Ma non posso. Non posso, perché se mi fermo adesso, so che sarà la fine di tutto quello che ho costruito.

Dovevo comportarmi da stronza, costringermi a ferirlo con parole taglienti, spingerlo a starmi lontano. È l'unico modo che conosco per proteggerlo, per tenerlo fuori da questo disastro che è la mia vita. Perché io non sono adatta a lui. Non posso esserlo. Eppure, ogni volta che mi sfiora con lo sguardo o mi si avvicina, mi sembra di incastrarmi perfettamente.

È un paradosso crudele. Come se lui fosse l'unico posto in cui sento di appartenere e, allo stesso tempo, il più pericoloso. Nessuno era mai riuscito a scardinare la mia corazza con la sola forza delle parole. Nessuno era mai riuscito a smuovermi dentro, a scuotere quelle certezze che pensavo di aver cementato in profondità.

Ma Ethan... Ethan l'ha fatto.

Ha preso la mia confusione, quella matassa di emozioni contorte, e mi ha costretta a guardare oltre, e l'ha fatto in un battito di ciglia, in pochi minuti mi ha fatta sentire quella voglio essere, quella che sono. Con i suoi silenzi carichi di significato, con la sua rabbia trattenuta e il suo tocco delicato in un momento in cui tutto intorno a me sembra crollare.

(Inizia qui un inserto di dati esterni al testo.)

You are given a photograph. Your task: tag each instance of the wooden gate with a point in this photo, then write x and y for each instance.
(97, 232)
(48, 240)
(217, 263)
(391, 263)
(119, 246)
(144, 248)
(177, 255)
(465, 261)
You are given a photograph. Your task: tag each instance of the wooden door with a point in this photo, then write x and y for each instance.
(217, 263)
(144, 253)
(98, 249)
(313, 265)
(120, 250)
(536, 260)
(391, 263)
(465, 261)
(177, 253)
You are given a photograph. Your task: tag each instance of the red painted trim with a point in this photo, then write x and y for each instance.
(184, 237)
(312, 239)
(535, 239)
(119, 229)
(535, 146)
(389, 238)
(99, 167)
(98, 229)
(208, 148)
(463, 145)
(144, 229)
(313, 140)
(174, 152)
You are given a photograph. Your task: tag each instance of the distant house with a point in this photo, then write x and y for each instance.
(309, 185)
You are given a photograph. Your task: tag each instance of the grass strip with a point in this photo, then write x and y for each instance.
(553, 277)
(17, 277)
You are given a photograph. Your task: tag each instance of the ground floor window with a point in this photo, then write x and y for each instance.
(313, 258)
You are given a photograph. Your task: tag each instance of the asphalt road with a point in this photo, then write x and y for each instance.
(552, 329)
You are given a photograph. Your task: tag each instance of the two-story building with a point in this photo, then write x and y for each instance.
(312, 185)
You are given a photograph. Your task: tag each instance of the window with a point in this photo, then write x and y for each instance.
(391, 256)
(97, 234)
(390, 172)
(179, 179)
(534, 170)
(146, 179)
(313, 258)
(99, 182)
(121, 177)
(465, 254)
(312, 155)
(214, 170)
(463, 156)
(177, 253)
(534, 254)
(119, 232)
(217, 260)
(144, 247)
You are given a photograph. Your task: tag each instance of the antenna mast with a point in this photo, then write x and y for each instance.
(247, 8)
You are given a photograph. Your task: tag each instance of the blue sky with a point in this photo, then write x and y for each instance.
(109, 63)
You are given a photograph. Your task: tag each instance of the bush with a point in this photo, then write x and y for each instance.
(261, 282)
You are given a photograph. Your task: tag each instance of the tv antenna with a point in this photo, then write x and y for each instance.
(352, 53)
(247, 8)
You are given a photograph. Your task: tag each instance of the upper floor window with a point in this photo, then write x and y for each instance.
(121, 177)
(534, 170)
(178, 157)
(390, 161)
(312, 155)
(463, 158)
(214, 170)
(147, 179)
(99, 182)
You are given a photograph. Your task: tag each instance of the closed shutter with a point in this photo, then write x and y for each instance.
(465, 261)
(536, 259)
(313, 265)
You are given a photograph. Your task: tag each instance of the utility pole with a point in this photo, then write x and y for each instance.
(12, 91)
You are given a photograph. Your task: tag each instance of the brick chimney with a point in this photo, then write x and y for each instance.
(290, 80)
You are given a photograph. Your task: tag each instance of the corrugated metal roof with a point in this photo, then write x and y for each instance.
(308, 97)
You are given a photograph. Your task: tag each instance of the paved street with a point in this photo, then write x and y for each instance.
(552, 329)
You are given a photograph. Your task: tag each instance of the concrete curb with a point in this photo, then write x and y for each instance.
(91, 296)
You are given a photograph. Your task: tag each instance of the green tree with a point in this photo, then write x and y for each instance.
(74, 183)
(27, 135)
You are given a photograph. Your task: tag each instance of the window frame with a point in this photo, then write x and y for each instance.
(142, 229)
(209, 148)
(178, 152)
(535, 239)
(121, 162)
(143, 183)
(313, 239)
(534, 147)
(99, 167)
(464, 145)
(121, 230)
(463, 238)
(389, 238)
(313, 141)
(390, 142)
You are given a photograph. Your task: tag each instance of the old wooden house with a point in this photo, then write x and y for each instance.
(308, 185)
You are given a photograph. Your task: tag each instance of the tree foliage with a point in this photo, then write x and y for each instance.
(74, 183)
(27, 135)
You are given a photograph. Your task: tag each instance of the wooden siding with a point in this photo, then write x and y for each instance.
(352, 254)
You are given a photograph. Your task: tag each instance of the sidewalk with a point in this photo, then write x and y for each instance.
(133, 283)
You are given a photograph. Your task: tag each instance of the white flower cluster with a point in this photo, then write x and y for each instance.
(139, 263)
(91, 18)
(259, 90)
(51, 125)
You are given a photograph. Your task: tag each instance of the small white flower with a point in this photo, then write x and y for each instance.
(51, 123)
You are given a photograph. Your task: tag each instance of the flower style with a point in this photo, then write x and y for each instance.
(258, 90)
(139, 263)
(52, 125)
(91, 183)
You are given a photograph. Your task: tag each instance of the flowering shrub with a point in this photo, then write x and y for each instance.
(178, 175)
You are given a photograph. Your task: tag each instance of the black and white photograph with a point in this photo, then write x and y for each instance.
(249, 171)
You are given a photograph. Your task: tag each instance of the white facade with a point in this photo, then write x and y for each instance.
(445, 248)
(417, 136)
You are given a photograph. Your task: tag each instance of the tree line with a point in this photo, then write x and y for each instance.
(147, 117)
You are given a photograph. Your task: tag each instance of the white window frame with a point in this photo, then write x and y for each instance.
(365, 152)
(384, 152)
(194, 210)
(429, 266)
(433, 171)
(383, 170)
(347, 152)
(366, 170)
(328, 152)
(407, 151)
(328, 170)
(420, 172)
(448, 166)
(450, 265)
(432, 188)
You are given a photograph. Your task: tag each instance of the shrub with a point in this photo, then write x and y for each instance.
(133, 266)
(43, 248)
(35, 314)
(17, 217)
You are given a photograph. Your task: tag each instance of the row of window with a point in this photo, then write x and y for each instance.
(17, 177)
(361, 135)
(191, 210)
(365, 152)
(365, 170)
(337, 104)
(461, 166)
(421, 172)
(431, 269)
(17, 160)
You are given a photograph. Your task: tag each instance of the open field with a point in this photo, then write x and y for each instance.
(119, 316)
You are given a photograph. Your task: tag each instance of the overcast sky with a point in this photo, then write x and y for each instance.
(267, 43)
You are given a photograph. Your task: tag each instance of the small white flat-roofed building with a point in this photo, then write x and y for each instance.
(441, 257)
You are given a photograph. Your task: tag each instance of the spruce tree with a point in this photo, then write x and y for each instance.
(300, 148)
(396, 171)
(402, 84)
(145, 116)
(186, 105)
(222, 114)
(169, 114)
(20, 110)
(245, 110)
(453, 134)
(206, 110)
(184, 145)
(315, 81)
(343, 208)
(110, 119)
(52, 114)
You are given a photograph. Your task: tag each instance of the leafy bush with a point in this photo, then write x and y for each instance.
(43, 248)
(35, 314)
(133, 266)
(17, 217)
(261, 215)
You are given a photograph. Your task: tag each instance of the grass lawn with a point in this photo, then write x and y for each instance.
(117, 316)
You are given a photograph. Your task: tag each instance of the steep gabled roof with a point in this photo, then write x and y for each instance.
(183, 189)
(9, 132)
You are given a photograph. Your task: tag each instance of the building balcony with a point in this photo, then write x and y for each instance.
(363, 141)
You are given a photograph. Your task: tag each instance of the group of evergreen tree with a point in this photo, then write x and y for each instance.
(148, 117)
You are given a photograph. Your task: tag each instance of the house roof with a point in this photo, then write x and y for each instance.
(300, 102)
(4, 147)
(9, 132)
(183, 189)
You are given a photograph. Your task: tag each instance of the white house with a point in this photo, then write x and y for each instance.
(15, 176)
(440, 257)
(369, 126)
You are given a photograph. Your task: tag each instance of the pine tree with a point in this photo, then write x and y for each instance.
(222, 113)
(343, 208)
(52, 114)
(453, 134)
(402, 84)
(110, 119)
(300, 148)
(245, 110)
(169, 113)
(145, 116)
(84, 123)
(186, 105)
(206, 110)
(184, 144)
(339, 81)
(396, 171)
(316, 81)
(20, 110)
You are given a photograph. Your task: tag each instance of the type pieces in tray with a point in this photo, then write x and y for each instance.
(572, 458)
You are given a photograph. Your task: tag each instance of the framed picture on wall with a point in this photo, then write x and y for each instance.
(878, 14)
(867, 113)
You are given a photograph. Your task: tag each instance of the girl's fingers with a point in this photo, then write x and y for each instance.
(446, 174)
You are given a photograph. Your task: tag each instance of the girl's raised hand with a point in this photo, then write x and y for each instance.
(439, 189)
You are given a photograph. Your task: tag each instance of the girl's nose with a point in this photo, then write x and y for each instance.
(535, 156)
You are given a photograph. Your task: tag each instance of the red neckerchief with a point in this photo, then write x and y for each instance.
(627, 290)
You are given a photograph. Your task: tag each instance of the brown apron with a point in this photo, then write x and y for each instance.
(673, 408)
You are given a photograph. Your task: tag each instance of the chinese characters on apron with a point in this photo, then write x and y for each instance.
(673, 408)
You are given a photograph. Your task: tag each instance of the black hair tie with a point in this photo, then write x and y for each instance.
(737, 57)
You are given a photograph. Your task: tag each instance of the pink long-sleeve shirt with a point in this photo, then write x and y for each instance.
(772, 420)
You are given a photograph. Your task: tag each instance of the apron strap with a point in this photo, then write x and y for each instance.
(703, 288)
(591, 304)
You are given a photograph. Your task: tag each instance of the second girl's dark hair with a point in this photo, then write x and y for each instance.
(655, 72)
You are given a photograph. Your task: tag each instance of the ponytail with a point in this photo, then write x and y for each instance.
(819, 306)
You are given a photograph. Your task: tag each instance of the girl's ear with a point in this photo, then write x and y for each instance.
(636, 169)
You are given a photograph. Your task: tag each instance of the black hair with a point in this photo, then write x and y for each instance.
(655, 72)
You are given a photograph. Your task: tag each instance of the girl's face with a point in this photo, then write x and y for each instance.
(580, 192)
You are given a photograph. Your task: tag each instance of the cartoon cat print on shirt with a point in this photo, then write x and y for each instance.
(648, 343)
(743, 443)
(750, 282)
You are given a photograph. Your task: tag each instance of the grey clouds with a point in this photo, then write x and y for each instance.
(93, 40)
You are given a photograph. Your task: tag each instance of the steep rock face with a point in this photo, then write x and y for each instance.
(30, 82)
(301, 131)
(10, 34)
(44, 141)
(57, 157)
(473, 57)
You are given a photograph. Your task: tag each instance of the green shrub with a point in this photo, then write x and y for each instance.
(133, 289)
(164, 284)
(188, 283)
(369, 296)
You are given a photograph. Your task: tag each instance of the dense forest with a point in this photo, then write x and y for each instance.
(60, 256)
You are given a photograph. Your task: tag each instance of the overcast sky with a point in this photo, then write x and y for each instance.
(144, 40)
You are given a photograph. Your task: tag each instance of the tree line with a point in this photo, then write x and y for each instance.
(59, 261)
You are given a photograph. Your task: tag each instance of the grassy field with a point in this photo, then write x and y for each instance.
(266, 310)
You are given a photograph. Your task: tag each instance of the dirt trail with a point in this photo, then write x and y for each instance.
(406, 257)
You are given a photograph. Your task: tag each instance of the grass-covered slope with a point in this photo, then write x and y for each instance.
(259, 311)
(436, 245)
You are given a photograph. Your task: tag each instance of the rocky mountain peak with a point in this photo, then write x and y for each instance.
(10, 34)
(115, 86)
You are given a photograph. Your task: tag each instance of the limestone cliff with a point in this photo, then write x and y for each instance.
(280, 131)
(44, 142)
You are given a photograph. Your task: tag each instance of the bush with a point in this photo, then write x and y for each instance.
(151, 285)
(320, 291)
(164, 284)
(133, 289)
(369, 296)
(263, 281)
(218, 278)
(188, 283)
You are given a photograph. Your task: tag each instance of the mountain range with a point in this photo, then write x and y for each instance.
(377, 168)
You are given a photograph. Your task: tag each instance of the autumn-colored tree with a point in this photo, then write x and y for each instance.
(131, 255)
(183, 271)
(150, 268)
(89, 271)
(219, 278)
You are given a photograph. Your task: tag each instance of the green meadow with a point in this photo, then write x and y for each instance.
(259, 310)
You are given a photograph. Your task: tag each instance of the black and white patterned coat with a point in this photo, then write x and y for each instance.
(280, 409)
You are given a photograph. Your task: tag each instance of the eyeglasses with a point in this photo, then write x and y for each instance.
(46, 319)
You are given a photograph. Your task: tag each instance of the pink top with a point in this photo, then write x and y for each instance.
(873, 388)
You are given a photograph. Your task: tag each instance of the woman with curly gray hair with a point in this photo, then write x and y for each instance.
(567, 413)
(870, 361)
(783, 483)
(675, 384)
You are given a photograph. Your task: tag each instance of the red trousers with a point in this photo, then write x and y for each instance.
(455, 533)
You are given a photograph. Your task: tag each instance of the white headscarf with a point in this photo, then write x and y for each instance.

Mi ha fatto vedere una parte di me stessa che non voglio affrontare, mi ha tirato fuori da quel torpore in cui mi sto rifugiando per sopravvivere. Perché per lui non sono solo Delia, la brava ragazza o la dottoressa perfetta. Per lui, sono qualcosa di più. E questo mi terrorizza.

Le dita mi scivolano via dalla maniglia quando entro nell'auto con un movimento brusco. Chiudo lo sportello alle mie spalle, cercando di trattenere il tremito che mi scuote le spalle. Non guardo fuori, non voglio rischiare di incrociare gli occhi di Ethan che mi stanno sicuramente seguendo come lame affilate.

Jason mi osserva, il volto increspato in un'espressione di lieve fastidio. «Potevi almeno cambiarti.» Il suo tono è pungente, accusatorio, ma mi fa capire che non mi ha vista con Ethan. «Ho prenotato nel solito ristorante.»

Alzo lo sguardo su di lui, le sue iridi mi fanno sentire sbagliata, tutto ciò che sento è un senso di oppressione crescente. È soffocante. La sua presenza è come una nebbia che si stringe intorno al collo.

«Ho finito tardi, avevo un paio di commissioni da sbrigare e non ho fatto in tempo.» Cerco di tenere la voce stabile, ma l'esasperazione s'infila tra le parole. Sono esausta, ho addosso l'odore pungente della clinica, vorrei solo scomparire sotto una doccia bollente e poi lasciarmi cadere sul letto. «Sei tu ad essere in anticipo.»